Some individuals may develop claudication in the lower extremities due to reduced blood flow. In severe cases, symptoms may become evident within the first one to two weeks after birth, coinciding with the closure of the ductus arteriosus. The onset of symptoms in milder cases can be more gradual, and the diagnosis may be made in infancy, childhood, or even later in adolescence.
Measurement of blood pressure in both arms and legs may reveal a significant gradient, with higher pressures in the arms and lower pressures in the legs. A characteristic heart murmur may be audible upon auscultation. The murmur is often heard in the left infraclavicular or left back region and is typically a systolic ejection murmur.
Inspection and palpation may reveal evidence of left ventricular hypertrophy, especially in more severe cases. Pain or discomfort in the legs during physical activity may be experienced by individuals in severe cases. In neonates with severe CoA, signs of shock, including pallor, lethargy, and poor perfusion, may be evident.
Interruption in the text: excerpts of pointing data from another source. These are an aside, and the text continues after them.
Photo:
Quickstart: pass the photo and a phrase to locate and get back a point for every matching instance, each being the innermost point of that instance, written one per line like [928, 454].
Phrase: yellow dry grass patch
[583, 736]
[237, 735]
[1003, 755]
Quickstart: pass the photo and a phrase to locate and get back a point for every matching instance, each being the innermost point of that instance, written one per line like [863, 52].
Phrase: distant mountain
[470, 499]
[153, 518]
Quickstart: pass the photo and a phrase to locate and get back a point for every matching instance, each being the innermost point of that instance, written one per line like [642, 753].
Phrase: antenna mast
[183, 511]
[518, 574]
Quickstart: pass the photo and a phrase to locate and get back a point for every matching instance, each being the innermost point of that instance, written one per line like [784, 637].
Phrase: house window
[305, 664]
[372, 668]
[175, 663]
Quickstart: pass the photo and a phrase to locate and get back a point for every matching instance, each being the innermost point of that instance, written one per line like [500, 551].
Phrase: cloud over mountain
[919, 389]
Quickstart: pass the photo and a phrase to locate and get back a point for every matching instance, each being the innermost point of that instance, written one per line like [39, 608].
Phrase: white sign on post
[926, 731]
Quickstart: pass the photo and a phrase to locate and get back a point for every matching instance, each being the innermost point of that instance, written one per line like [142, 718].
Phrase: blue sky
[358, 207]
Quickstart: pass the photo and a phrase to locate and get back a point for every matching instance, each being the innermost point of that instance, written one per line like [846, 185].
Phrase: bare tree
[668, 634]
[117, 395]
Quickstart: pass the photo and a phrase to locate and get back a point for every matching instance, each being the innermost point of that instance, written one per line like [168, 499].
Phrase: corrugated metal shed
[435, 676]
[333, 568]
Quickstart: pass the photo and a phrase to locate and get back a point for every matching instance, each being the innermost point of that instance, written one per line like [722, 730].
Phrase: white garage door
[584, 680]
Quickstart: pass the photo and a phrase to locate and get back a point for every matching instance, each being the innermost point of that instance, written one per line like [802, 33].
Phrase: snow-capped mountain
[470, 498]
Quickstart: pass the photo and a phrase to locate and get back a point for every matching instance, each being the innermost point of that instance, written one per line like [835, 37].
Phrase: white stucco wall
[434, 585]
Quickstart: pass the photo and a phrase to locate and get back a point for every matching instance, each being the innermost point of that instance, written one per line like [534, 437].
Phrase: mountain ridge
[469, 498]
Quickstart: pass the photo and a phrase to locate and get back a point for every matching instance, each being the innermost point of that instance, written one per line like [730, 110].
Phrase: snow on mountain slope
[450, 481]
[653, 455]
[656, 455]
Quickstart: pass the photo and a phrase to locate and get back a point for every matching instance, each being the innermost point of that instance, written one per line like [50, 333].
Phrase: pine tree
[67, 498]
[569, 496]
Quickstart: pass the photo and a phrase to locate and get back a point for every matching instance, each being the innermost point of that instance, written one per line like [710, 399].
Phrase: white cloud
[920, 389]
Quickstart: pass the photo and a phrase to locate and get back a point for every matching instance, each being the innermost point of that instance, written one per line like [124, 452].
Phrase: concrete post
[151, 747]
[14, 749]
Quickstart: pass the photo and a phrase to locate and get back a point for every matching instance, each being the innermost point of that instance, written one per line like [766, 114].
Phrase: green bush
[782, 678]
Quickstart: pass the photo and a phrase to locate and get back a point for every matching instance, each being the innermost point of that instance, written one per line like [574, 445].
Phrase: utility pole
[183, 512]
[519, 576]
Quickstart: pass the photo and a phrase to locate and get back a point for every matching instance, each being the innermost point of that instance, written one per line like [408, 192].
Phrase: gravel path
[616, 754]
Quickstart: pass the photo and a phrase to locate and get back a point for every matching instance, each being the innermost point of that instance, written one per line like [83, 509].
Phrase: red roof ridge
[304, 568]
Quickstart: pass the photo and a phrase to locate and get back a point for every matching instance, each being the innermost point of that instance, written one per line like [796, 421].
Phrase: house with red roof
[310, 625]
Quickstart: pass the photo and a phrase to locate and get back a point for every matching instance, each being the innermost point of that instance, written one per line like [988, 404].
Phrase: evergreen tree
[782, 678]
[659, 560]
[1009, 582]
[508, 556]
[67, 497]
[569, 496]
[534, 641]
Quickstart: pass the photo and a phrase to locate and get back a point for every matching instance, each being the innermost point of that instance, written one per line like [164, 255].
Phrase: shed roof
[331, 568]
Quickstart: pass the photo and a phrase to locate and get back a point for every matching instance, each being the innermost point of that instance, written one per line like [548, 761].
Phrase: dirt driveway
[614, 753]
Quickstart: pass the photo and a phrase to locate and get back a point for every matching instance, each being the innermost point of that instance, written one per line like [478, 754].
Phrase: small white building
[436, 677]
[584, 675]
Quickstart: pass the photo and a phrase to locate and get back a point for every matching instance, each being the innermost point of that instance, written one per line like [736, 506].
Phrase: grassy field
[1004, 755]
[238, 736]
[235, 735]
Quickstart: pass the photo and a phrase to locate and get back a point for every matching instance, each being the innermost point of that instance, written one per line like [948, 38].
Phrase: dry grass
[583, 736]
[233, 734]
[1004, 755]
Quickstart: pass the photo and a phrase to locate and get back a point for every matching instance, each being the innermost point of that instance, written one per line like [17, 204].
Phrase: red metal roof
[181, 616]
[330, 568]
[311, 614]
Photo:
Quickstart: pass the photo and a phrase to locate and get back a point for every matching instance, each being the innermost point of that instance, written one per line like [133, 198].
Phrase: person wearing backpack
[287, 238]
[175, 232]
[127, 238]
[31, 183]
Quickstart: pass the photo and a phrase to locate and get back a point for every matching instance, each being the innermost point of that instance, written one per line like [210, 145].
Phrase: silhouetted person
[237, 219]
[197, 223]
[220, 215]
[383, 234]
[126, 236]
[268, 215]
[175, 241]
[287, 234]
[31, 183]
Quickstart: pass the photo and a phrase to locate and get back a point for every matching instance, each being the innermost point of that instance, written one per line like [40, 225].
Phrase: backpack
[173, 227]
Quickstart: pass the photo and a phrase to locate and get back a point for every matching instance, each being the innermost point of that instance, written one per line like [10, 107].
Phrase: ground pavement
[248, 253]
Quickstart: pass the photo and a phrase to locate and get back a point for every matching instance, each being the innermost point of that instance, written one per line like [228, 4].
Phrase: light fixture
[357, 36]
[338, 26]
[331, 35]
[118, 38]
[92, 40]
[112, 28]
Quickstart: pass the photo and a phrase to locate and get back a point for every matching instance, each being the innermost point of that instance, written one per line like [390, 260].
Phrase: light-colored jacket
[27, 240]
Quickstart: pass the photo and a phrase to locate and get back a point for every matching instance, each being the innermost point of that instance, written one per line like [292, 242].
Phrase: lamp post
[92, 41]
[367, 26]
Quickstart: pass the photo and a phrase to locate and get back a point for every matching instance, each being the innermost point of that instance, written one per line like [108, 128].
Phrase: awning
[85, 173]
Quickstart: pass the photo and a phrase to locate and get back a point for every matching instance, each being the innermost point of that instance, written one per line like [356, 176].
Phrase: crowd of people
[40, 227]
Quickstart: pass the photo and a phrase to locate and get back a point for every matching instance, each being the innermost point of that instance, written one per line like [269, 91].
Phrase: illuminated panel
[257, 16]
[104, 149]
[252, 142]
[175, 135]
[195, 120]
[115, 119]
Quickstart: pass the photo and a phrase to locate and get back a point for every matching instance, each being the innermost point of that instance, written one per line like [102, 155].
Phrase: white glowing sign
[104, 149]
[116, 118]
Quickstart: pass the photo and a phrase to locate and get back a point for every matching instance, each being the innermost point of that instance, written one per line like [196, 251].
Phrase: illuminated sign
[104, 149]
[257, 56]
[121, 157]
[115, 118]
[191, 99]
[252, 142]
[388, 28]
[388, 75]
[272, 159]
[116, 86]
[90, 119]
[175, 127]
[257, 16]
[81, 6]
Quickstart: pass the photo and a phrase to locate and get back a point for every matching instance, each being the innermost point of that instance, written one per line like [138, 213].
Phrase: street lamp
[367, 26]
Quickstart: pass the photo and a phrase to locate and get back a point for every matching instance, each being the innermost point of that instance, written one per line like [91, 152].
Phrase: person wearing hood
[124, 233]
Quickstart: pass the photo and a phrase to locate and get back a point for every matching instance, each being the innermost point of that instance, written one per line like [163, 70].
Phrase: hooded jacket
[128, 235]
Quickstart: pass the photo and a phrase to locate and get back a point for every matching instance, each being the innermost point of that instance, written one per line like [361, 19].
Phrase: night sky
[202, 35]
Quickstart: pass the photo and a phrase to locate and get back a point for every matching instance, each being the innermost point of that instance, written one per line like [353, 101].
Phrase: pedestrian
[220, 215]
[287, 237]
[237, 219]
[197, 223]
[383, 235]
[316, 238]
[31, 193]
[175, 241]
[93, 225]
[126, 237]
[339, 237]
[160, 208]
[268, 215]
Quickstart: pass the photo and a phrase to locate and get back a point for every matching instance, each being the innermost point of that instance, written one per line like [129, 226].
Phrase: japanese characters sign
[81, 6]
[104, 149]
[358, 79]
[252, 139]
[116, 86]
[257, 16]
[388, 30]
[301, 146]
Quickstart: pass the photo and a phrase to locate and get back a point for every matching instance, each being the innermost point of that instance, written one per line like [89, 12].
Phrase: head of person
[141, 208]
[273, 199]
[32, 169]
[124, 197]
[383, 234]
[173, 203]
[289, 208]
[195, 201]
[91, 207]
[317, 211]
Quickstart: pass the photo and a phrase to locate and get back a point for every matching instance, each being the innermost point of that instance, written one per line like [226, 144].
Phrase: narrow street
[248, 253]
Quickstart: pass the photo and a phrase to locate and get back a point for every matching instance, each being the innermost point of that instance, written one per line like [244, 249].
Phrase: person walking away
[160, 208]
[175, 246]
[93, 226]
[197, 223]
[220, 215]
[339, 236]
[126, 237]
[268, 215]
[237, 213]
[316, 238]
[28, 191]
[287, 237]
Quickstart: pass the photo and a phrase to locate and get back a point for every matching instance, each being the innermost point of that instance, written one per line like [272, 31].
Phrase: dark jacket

Collateral vessels may be visible on examination, especially in individuals with longstanding CoA. In infants, assessment of growth and developmental milestones is important, as delays may be associated with significant CoA. Radial pulses in the arms may be strong and bounding.
Aortic dissection
Myocarditis
Pediatric hypoplastic left heart syndrome
Coarctation of the aorta
Pediatric sepsis
For neonates and small children, surgical correction is frequently the preferred method. The surgical procedure involves removing the narrowed segment of the aorta and directly connecting the healthy segments. In adolescents and adults, cardiac catheterization and transcatheter techniques such as balloon angioplasty and stent placement may be considered.
Balloon angioplasty involves using a balloon to widen the narrowed portion of the aorta, while stent placement helps to maintain the expanded diameter. Following surgical intervention, there is a risk of coarctation, estimated at around 10% in neonates. If coarctation occurs, balloon angioplasty is often recommended as a secondary intervention.
Even after intervention, individuals with coarctation of the aorta are at an elevated risk of developing essential hypertension. Long-term follow-up and blood pressure management are crucial components of post-treatment care. Both treated and untreated individuals with coarctation of the aorta face an increased risk of cerebral aneurysms.
The treatment for coarctation of the aorta involves the removal of the narrowed segment, a process achievable through either surgical or transcatheter techniques. Surgical intervention entails the excision of the coarctation segment, followed by the direct anastomosis of the normal aorta. On the other hand, the transcatheter approach employs balloon and stent angioplasty.
Typically, surgical procedures are preferred for neonates and small children in most medical institutions. In contrast, primary stent angioplasty and cardiac catheterization are often considered for adolescents and adults. Despite these interventions, it is crucial to note that neither surgical nor interventional techniques provide a definitive cure for coarctation.
In neonates, the risk of coarctation following surgical intervention is approximately 10%. If coarctation occurs, balloon angioplasty is recommended. Additionally, individuals treated with balloon angioplasty alone face a lifelong risk of developing an aortic aneurysm, which appears to be higher compared to those who undergo other treatments.
Moreover, even after intervention, there is an elevated risk of developing essential hypertension. It is important to highlight that both treated and untreated individuals with coarctation of the aorta face an increased risk of cerebral aneurysms.